The United States Senate has failed to override the President’s veto of Keystone XL oil pipeline legislation. Wednesday afternoon, the number of lawmakers who voted to override the decision was 62. That’s not the two-thirds majority necessary for the measure to pass.
Last month President Barack Obama vetoed legislation authorizing construction on the Keystone XL pipeline, but the administration is still reviewing the pipeline proposal. Six years into consideration, United States Senators tried and failed to override the president’s veto of the nearly 1,200 miles of line.
The system would transport crude oil from Canada to Texas refineries. It’s slated to run through Western South Dakota.
US Senator John Thune voted to override the veto. He says the pipeline is a safe way to move oil that right now has to travel on railcars. Thune says Keystone XL construction would also create jobs.

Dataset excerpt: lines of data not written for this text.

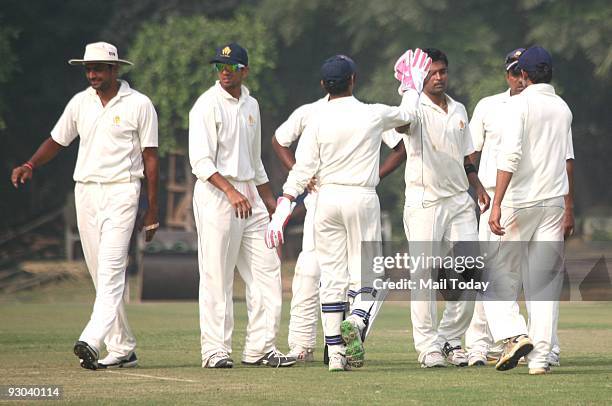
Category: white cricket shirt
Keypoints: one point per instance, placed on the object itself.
(294, 126)
(436, 146)
(341, 143)
(225, 136)
(486, 128)
(536, 142)
(111, 137)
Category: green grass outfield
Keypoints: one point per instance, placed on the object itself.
(37, 332)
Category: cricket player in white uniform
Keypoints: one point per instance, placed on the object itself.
(528, 207)
(486, 128)
(232, 202)
(117, 130)
(305, 286)
(341, 146)
(439, 208)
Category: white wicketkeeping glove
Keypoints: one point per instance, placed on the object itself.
(274, 233)
(411, 70)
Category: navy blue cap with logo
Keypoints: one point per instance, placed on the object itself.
(535, 59)
(338, 68)
(512, 58)
(231, 54)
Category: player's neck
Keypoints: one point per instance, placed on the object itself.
(340, 95)
(108, 94)
(439, 100)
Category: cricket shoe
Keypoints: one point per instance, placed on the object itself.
(274, 358)
(455, 355)
(110, 361)
(433, 359)
(338, 362)
(554, 359)
(301, 354)
(351, 335)
(219, 359)
(88, 356)
(539, 371)
(514, 349)
(477, 359)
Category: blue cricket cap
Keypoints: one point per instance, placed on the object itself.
(337, 68)
(512, 58)
(535, 59)
(231, 54)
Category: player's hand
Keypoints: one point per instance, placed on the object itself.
(312, 185)
(150, 223)
(270, 205)
(568, 222)
(274, 233)
(21, 174)
(484, 200)
(242, 206)
(494, 219)
(411, 70)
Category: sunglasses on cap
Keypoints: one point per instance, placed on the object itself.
(219, 67)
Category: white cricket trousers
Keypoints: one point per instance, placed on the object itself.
(535, 228)
(226, 242)
(478, 337)
(106, 213)
(451, 219)
(345, 217)
(305, 286)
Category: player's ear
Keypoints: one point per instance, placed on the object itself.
(245, 72)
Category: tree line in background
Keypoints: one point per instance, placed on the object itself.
(171, 41)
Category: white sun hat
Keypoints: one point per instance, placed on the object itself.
(100, 52)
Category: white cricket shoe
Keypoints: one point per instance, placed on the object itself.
(302, 354)
(110, 361)
(554, 359)
(455, 355)
(433, 359)
(477, 359)
(219, 359)
(338, 363)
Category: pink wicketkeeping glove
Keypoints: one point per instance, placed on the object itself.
(276, 228)
(411, 70)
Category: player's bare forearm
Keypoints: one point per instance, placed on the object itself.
(501, 185)
(265, 192)
(393, 160)
(285, 155)
(475, 158)
(241, 204)
(151, 170)
(568, 215)
(45, 152)
(151, 164)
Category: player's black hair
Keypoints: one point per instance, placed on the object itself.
(542, 74)
(334, 87)
(436, 55)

"Because the benefits are so clear, we’re going to continue to push it. And what are the options for that? It might be an appropriations bill, where we could attach it as a rider to something the president really wants. It might be on an infrastructure bill. Who knows?" Thune says. "We’ve got some infrastructure bills coming up, a highway bill coming up either late spring/early summer, perhaps on an energy bill. I can’t predict at this point what it might be. All I know is that we’re going to be looking for opportunities to continue to push this issue forward and to put it in front of the president."
People opposed to the oil pipeline question its environmental safety and whether it would provide long-term economic benefits.
US Senator Mike Rounds also supported the failed attempt to override the president’s decision.